Ya que el autoconcepto tiene que ver con nosotros mismos y con la imagen que nos creamos en base a esta idea, será importante empezar a conocernos mejor para potenciarlo. De esta forma, la primera manera para mejorar el autoconcepto es descubrir qué nos gusta.

Para eso, preguntémonos qué nos hace sentir bien ¿Qué es lo que nos genera malestar? A medida que vayamos entendiendo qué nos gusta, qué nos hace vibrar, qué nos emociona, podremos ir, poco a poco, descubriendo quienes somos.

Al descubrir esto, podremos empezar a trabajar en la imagen que tenemos de nosotros mismos. Por ejemplo, si descubrimos que nos gusta escribir, ¿por qué no probamos a explotar esta dimensión? Quizás esto nos lleve a conectar con nuestra faceta creativa.

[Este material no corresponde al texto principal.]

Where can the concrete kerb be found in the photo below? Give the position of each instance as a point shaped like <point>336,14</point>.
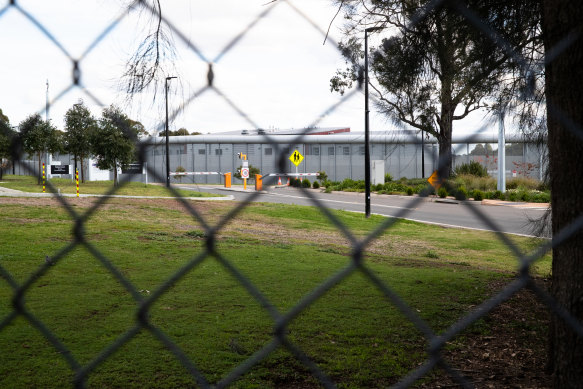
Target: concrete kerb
<point>6,192</point>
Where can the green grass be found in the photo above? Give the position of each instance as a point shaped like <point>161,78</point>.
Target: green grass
<point>352,332</point>
<point>66,186</point>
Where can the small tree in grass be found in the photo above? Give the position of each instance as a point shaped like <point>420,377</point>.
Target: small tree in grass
<point>112,142</point>
<point>39,136</point>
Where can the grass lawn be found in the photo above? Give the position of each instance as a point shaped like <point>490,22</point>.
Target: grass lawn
<point>66,186</point>
<point>353,332</point>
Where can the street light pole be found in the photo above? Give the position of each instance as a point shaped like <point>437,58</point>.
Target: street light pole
<point>366,129</point>
<point>167,137</point>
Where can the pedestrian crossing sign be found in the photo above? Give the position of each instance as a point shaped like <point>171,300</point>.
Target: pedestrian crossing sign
<point>296,158</point>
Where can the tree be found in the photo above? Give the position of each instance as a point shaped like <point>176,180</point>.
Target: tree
<point>112,142</point>
<point>39,136</point>
<point>6,137</point>
<point>138,128</point>
<point>442,67</point>
<point>79,124</point>
<point>563,78</point>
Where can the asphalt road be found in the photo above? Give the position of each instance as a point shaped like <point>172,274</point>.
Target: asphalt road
<point>514,218</point>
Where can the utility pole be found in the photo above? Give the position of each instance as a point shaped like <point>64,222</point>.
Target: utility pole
<point>167,137</point>
<point>366,125</point>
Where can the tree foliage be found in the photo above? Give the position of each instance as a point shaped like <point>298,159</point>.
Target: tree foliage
<point>442,67</point>
<point>39,136</point>
<point>112,142</point>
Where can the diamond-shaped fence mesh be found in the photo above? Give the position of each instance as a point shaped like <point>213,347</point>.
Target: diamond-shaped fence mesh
<point>121,339</point>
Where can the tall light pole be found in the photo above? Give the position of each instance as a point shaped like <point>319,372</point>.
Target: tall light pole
<point>366,131</point>
<point>167,137</point>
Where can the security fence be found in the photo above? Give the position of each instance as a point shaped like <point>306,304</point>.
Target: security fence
<point>280,320</point>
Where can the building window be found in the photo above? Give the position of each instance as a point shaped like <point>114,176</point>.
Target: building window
<point>312,150</point>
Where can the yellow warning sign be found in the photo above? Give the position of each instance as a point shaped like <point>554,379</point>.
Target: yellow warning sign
<point>434,180</point>
<point>296,158</point>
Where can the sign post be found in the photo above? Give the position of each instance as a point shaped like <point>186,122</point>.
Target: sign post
<point>244,169</point>
<point>296,159</point>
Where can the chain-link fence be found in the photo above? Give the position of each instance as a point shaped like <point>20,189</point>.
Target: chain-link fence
<point>280,320</point>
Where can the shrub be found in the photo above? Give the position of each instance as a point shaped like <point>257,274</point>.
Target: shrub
<point>478,195</point>
<point>295,182</point>
<point>540,197</point>
<point>524,195</point>
<point>461,193</point>
<point>473,168</point>
<point>497,195</point>
<point>474,182</point>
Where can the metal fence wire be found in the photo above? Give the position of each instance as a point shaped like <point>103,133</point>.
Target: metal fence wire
<point>281,320</point>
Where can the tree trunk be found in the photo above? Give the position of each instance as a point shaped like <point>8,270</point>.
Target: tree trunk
<point>444,139</point>
<point>564,92</point>
<point>115,173</point>
<point>40,173</point>
<point>82,170</point>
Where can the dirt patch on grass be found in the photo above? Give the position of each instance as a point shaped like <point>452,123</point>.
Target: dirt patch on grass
<point>511,355</point>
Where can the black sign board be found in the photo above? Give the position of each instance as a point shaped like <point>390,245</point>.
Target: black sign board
<point>132,168</point>
<point>59,169</point>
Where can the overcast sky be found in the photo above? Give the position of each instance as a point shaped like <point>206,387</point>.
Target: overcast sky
<point>276,76</point>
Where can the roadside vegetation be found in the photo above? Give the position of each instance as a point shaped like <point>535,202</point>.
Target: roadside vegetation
<point>352,332</point>
<point>469,182</point>
<point>68,186</point>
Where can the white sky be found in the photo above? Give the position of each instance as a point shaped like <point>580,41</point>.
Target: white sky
<point>278,73</point>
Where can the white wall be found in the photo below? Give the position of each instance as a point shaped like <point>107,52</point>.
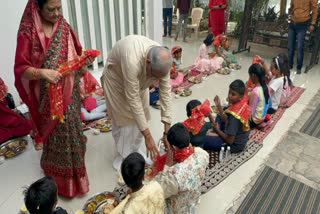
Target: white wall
<point>154,20</point>
<point>10,15</point>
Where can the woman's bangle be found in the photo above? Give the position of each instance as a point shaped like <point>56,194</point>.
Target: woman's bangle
<point>35,73</point>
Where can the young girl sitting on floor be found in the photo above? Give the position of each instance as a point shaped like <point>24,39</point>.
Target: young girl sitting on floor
<point>93,104</point>
<point>232,125</point>
<point>42,196</point>
<point>176,77</point>
<point>278,67</point>
<point>176,53</point>
<point>259,99</point>
<point>144,198</point>
<point>221,42</point>
<point>196,124</point>
<point>208,62</point>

Inviertir tiempo en cosas que nos hacen sentir bien

Una vez identifiquemos las cosas que nos gustan, eso es las que nos hacen sentir bien, probemos a ponerlas en práctica. Busquemos tiempo para nosotros, para disfrutar con lo que nos gusta. Esto, a su vez, nos llevará a conocernos más y por lo tanto, se convertirá en otra forma de mejorar el autoconcepto.

Es importante saber que autoconocernos y descubrir las cosas que nos gustan es un proceso que lleva mucho tiempo (¡prácticamente toda la vida!). Y es que, además, somos personas en evolución constante y, al igual que nuestros gustos e intereses cambian, también lo hace nuestro autoconcepto.

 

Tomar conciencia de los errores

tablero de visión

Otra idea clave para mejorar el autoconcepto tiene que ver con la toma de conciencia de nuestros propios errores. Al asumir los errores y responsabilizarnos de ellos (que no culpabilizarnos), estaremos un poco más cerca de la autoaceptación.

Según Shepard (1978), la autoaceptación es la satisfacción o felicidad de una persona consigo misma. Se trata, a su vez, de un elemento indispensable para una buena salud mental.

De esta forma, al potenciar nuestra autoaceptación, estaremos potenciando nuestro autoconcepto porque ambos van de la mano. El hecho de tomar conciencia de nuestros fallos posibilita que aceptemos que no somos perfectos y esto nos lleva a conocernos más y a ser más tolerantes con nosotros mismos.

Creer en nuestras habilidades

A todos se nos da mejor unas cosas que otras. Pero ¿realmente conocemos lo que se nos da bien? En este punto, como en los anteriores, será importante trabajar en el autoconocimiento.

Cuanto más nos conozcamos, más sabremos lo que se nos da bien. Una vez identificadas nuestras fortalezas y nuestras habilidades, creamos en ellas y pongámoslas en práctica.

Todo lo que tenga que ver con lo que sabemos hacer puede formar parte de nuestro autoconcepto y, por qué no, nos ayudará también a mejorarlo. Según un estudio de Esnaola et al. (2008), el autoconcepto está formado por diferentes dimensiones: la física, la personal y la social. Las habilidades personales tienen que ver, en realidad, con todas estas dimensiones.

Autoconcepto, personalidad y autoestima

Como hemos visto, el autoconcepto es un fenómeno clave en la construcción de nosotros mismos. En esta línea, tal y como sugieren Esnaola et al. (2008), el autoconcepto juega un papel decisivo y central en el desarrollo de nuestra personalidad. Además, añaden, un autoconcepto positivo está en la base del buen funcionamiento personal, social y profesional.

"Todas nuestras experiencias se funden en nuestra personalidad. Todo lo que nos ha pasado es un ingrediente".

-Malcolm X-

Y es que, autoconcepto y autoestima van también de la mano; así, si nos sentimos bien con nosotros mismos, es probable que nos respetemos más y que nos queramos más, y todo ello parece mejorar el autoconcepto. Esto puede mejorar, a su vez, nuestro bienestar personal y probablemente, también nuestra calidad de vida.

Por ello, será clave poner en práctica algunas de las ideas mencionadas: conocernos, respetarnos, no ser demasiado duros con nosotros mismos y, sobre todo, creer en nuestras propias capacidades.